Других врагов не было. Пёс Шанявы оказался сметливей хозяина. Он заметил всё то, что ускользнуло от косного внимания людей. И, в отличие от них, понял, на кого напоролся. И теперь улепётывал, завернув хвост под впалое брюхо и не разбирая дороги. Куда? А куда глаза глядят, лишь бы подальше. Сольвеннские волкодавы отличались наглостью и бесстрашием в драке; было только одно существо, от которого они удирали не помня себя и не почитали это позором… Но никто не сделал выводов из цепнякова бегства, разве что Коренга, но и ему было не до того. Коренга что было силы толкал рычаги тележки, торопясь к упавшей стряпухе. Подле неё уже стоял на коленях одноглазый, бережно гладил по голове.
– Как ты, сестрёнка?
Девушка не отвечала. На её лоб из-под волос быстрыми каплями скатывалась кровь. Через дворик к ним бежал вышибала. Он выглянул на шум, как требовал долг его ремесла, и всё видел. Вот только поделать ничего не успел.

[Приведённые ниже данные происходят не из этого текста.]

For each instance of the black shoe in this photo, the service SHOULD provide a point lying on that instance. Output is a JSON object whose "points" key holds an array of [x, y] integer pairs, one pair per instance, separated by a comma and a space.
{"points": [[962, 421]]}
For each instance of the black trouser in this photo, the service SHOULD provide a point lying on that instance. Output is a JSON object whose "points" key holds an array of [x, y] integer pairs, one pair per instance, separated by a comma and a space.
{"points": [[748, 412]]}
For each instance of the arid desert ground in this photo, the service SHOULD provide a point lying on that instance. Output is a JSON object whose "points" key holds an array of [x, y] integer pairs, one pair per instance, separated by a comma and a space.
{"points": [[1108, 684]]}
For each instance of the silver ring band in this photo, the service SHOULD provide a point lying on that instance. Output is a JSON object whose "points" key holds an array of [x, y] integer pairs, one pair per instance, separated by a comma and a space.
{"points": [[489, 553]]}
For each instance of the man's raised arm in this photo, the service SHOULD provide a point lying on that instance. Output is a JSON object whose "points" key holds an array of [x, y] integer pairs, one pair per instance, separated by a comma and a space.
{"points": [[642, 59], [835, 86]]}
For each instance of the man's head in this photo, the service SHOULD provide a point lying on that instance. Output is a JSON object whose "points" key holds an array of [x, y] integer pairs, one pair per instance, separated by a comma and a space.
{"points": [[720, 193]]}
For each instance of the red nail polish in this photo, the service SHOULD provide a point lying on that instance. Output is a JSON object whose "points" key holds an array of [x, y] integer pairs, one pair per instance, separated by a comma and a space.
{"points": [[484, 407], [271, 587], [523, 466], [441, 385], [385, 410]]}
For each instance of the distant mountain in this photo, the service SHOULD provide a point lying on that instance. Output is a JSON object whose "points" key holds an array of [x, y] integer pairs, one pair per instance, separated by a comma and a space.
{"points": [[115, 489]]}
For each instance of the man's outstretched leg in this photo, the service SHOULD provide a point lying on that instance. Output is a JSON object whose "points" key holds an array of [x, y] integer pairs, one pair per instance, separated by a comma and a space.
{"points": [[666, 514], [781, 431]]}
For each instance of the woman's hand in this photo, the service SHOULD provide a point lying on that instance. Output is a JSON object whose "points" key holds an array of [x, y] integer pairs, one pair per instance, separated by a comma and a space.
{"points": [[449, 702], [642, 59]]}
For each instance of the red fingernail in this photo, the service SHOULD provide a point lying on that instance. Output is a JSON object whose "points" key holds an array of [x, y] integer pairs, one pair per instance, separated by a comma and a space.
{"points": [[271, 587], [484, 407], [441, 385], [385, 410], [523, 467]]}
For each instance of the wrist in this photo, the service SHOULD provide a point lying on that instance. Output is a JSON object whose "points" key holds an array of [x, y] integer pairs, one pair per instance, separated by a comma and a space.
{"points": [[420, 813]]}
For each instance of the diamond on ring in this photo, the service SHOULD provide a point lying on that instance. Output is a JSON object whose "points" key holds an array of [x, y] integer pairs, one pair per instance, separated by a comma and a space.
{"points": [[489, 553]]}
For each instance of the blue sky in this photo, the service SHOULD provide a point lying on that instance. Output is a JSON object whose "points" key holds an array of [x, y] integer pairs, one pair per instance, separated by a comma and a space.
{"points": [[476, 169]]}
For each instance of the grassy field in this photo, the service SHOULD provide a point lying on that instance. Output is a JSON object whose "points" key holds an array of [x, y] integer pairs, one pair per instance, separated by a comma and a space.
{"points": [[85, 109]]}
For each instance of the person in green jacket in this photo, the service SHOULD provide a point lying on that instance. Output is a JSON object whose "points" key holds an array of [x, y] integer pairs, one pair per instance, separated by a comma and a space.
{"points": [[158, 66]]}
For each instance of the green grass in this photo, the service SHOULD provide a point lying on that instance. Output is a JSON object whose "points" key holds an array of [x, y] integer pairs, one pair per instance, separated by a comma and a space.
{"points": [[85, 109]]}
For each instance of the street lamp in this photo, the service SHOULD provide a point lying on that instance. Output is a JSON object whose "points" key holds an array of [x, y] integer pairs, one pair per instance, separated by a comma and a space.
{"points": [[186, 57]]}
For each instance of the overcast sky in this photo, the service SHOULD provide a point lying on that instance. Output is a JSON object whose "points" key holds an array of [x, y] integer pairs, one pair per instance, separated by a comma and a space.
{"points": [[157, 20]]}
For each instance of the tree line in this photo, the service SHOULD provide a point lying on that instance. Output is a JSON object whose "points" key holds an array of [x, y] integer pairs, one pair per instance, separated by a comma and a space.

Углядев его перекошенное лицо, Коренга было решил, что грозный дядька сейчас ка-ак задаст хорошего пинка либо ему, либо Торону… Ошибся. Колючебородый сгрёб юную стряпуху на руки, прижал к сердцу, принялся целовать:
– Дитятко, солнышко моё, очнись, глазки открой…
Голос дрожал и срывался. Девочка в самом деле встрепенулась, приходя в себя, обхватила его руками за шею и жалобно, по-детски, заплакала.
– Батюшка…
Шанява сидел на мостках и уже не кричал, а тихо выл, хватая здоровой пятернёй воздух около напитанного кровью рукава и не решаясь притронуться. Судя по тому, как свисала от локтя рука в том рукаве, пользоваться ею Шаняве доведётся не скоро.